Heute habe ich den Dremel mal auf Herz und Nieren getestet und ihn auf Hochtouren gebracht. 

Alles erstrahlt nun in neuem Glanze:











Schließlich ist auch der Bereich rund um das Tretlager bis in den letzten Winkel frei von Flugrost und frisch poliert.






Fazit: Wie entspannend doch diese stumpfen Arbeiten sind! 

Zum Aufbau: Ich denke momentan u.a. über rot eloxierte Naben von Novatec nach. Die vorhanden ARAYA VP-20 werde ich übernehmen. Bei der Speichenlänge muss ich mich nochmal einlesen. 

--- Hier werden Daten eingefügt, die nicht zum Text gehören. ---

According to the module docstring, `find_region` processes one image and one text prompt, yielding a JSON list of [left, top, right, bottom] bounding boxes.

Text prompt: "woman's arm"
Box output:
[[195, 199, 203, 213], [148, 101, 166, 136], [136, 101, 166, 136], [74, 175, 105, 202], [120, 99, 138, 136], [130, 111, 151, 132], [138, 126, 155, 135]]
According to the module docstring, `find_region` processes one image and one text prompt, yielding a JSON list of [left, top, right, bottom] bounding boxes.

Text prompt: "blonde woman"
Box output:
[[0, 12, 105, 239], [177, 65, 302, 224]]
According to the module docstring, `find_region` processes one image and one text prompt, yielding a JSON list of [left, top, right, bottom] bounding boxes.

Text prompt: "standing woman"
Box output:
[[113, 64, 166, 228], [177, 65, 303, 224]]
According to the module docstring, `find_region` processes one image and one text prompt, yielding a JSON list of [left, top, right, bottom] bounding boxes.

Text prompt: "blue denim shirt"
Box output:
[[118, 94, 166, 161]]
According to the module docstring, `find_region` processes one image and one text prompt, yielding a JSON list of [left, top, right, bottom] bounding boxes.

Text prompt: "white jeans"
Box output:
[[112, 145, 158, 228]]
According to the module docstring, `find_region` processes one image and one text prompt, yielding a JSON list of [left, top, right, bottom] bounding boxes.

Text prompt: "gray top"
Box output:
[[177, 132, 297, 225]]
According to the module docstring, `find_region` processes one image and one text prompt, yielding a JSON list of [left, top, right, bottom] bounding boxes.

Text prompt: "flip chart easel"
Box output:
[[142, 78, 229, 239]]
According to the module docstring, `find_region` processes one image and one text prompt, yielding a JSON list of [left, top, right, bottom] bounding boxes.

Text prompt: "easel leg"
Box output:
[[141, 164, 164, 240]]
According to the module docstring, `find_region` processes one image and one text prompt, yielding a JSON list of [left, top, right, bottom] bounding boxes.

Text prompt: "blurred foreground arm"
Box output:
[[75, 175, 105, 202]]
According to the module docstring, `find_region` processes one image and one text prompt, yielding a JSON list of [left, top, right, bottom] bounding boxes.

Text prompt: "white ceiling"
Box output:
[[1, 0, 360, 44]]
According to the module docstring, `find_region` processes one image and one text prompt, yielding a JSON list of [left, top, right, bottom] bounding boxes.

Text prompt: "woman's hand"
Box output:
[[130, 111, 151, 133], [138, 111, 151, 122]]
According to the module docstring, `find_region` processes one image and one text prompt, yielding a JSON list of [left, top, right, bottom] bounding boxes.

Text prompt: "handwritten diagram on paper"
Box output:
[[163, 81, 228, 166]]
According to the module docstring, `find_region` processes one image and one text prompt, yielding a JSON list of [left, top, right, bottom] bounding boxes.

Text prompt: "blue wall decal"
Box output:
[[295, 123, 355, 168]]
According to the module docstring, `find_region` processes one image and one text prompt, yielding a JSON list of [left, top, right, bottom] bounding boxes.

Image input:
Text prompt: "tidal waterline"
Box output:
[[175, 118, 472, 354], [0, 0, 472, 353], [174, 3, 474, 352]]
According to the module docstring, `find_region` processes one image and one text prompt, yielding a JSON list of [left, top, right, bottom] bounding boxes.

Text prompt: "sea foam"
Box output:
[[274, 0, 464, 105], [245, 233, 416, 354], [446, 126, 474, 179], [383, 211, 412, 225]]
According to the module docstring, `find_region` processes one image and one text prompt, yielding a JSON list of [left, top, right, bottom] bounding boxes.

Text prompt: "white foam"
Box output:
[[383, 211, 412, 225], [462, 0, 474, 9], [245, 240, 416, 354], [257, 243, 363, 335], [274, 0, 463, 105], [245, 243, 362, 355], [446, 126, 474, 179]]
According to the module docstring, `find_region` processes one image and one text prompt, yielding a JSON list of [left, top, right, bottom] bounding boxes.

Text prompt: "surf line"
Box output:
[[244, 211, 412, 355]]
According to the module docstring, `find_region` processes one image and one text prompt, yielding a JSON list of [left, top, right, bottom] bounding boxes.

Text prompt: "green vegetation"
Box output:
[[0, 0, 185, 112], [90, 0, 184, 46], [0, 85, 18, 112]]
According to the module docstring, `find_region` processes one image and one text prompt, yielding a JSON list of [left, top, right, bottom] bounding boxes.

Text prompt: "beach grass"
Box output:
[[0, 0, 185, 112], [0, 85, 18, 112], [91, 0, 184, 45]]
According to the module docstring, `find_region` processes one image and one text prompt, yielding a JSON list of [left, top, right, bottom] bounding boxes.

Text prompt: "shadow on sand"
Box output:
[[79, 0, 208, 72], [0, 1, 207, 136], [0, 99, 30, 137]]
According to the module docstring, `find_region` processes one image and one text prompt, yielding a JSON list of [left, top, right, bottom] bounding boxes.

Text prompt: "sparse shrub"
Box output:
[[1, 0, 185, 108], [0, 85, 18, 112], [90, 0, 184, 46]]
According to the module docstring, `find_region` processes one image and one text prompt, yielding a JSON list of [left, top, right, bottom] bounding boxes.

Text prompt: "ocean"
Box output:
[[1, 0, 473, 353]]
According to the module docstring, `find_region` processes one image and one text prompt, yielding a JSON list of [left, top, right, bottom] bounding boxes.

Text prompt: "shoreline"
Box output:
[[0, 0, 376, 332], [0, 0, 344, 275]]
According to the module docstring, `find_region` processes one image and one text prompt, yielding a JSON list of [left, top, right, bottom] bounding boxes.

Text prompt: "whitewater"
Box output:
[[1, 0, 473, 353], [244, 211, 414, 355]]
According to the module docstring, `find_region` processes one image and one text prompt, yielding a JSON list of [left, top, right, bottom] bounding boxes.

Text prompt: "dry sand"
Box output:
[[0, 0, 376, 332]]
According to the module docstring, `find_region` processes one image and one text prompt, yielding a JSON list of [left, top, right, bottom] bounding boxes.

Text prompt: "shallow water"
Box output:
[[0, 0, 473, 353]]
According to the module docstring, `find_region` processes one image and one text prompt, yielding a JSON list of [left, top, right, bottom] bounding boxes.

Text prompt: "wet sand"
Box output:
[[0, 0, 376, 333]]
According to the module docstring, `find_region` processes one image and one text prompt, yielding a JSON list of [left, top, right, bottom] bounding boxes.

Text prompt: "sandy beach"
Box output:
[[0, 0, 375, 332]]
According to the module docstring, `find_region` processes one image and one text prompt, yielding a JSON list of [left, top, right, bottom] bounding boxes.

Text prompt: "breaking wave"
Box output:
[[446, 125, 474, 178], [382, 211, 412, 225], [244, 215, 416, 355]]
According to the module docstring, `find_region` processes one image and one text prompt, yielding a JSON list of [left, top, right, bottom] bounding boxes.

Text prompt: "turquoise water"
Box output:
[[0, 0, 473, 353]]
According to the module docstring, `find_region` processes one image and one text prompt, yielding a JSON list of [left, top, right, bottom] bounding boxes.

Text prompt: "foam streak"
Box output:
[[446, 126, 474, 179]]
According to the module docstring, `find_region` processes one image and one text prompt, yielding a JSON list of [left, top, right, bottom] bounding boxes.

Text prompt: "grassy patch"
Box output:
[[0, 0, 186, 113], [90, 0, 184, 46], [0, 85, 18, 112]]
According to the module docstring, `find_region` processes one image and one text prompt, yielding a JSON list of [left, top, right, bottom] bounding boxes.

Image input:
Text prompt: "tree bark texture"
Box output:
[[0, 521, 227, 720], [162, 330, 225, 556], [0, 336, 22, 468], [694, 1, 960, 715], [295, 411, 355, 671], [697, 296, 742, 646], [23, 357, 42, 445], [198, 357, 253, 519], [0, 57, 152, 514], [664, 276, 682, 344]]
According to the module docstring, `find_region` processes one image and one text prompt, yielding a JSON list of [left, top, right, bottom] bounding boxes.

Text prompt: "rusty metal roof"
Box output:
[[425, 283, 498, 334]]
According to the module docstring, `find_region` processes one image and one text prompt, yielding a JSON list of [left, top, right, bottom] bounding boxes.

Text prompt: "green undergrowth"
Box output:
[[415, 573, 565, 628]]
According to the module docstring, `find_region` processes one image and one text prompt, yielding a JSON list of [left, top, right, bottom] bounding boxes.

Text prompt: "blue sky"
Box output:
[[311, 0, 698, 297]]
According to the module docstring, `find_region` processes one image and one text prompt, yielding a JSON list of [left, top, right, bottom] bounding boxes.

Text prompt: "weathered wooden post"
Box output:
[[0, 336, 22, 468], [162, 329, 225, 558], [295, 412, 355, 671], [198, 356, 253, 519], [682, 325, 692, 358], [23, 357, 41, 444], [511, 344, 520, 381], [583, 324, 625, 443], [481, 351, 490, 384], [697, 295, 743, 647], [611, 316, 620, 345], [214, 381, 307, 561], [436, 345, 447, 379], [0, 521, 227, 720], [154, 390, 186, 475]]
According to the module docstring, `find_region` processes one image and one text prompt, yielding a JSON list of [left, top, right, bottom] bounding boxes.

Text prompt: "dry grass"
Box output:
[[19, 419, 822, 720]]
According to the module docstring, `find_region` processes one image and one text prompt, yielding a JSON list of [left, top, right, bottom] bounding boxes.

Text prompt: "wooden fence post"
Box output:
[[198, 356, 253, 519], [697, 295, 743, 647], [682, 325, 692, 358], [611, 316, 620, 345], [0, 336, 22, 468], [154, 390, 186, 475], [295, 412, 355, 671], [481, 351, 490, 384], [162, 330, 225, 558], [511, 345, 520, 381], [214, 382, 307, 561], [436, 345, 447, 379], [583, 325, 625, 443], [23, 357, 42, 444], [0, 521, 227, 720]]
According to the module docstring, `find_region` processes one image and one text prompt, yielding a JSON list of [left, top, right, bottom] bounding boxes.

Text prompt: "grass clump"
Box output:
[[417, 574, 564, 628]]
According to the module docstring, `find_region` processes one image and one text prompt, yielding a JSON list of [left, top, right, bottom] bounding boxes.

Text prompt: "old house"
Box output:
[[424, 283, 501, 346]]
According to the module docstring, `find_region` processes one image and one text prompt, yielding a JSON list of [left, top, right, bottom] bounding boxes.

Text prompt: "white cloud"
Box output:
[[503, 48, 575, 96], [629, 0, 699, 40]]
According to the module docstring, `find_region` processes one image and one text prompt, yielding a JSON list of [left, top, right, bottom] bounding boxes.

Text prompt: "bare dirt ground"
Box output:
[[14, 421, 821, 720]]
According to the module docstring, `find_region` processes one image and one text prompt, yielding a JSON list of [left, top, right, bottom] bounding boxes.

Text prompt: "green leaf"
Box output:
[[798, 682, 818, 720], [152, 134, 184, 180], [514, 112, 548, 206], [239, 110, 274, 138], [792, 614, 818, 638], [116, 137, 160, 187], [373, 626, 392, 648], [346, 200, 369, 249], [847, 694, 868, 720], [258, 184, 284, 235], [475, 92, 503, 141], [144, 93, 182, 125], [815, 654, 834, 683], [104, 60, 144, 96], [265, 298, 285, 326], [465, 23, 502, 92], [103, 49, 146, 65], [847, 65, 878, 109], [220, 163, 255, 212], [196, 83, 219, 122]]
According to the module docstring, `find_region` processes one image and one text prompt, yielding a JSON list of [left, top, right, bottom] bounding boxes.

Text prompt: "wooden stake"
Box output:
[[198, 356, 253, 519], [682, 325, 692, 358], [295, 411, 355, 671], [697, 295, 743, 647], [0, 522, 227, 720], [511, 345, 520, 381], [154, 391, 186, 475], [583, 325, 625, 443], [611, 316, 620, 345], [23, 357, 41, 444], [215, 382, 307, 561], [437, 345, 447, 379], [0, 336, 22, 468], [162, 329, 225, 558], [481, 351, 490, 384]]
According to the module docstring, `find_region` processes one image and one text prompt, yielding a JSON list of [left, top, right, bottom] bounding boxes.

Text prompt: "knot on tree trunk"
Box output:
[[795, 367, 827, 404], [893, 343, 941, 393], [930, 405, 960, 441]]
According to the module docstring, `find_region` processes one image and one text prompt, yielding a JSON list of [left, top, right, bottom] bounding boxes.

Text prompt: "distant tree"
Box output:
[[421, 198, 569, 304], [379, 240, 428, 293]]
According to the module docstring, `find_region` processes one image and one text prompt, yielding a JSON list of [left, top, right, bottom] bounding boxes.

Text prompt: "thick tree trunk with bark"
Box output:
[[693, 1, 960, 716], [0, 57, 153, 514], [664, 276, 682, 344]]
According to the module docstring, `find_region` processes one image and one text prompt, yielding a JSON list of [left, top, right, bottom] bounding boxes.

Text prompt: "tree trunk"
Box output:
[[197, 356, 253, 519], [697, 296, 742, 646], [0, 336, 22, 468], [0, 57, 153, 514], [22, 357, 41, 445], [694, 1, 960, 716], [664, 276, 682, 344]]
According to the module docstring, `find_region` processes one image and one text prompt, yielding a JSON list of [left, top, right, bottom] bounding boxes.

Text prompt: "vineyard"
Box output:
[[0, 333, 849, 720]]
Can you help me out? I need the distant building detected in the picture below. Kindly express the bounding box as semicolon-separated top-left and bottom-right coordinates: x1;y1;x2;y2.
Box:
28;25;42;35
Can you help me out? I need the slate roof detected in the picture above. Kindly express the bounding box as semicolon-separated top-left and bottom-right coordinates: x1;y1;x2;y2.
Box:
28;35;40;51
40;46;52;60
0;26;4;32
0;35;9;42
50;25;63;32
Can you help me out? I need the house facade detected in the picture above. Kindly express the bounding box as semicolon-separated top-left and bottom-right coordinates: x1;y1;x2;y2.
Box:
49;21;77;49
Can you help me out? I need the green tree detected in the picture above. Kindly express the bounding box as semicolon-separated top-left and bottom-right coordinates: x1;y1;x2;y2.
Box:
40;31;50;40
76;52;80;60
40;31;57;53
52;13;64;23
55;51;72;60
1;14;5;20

Ach ja, einen 130 bis 150mm langen Vorbau mit Steigung und Gegenhalter/ Rolle könnte ich ebenfalls noch gebrauchen.

Tom


----------



## MTB-News.de




----------



## GT-Sassy (11. Juni 2011)

Ich gehe mal davon aus das Dein Backwoods höher anzusiedeln ist oder bzw.war.

Original war an meinen der gleiche SR Vorbau wie auf Deinen Bildern mit GT Flatbar verbaut. Bremsgiffe waren von DiaCompe, vorn eine DiaCompe 981 Cantilever und hinten DiaCompe AD990 U-Brake (wie bei Dir unter den Kettenstrebe, die Rahmen sind ja identisch).
Kurbeln sind Sakae SX, Schalthebel SR Daumies. Umwerfer und Schaltwerk Suntour alpha-5000. Naben SR E86 mit Araya 26x1.50 Felgen.
Bin ja mal gespannt was Dud a schönes zauberst.
Evtl. können wir dann ja auf den Treffen die Chromfahne hochhalten


----------



## Kint (11. Juni 2011)

_Schöne_ Naben. 
Sind mir im Bike Workshop die letzten Jahre immer wieder mal aufgefallen.
Allerdings hab ich grade mal gegoogelt, Hersteller ist "joy Industries" und "joytech" Naben kenne ich . 
Der übelste Taiwan Schrott der 90er, mieserabel gelagerter Taiwan Abklatsch von Shimanos Parallax, die Novatech _sehen_ aber deutlich besser aus. 

Da mir Naben, von Laufrädern ganz zu schweigen, gänzlich fehlen hatte ich damals an GTs BMX Naben gedacht, mich aber nicht näher in darin vertieft. 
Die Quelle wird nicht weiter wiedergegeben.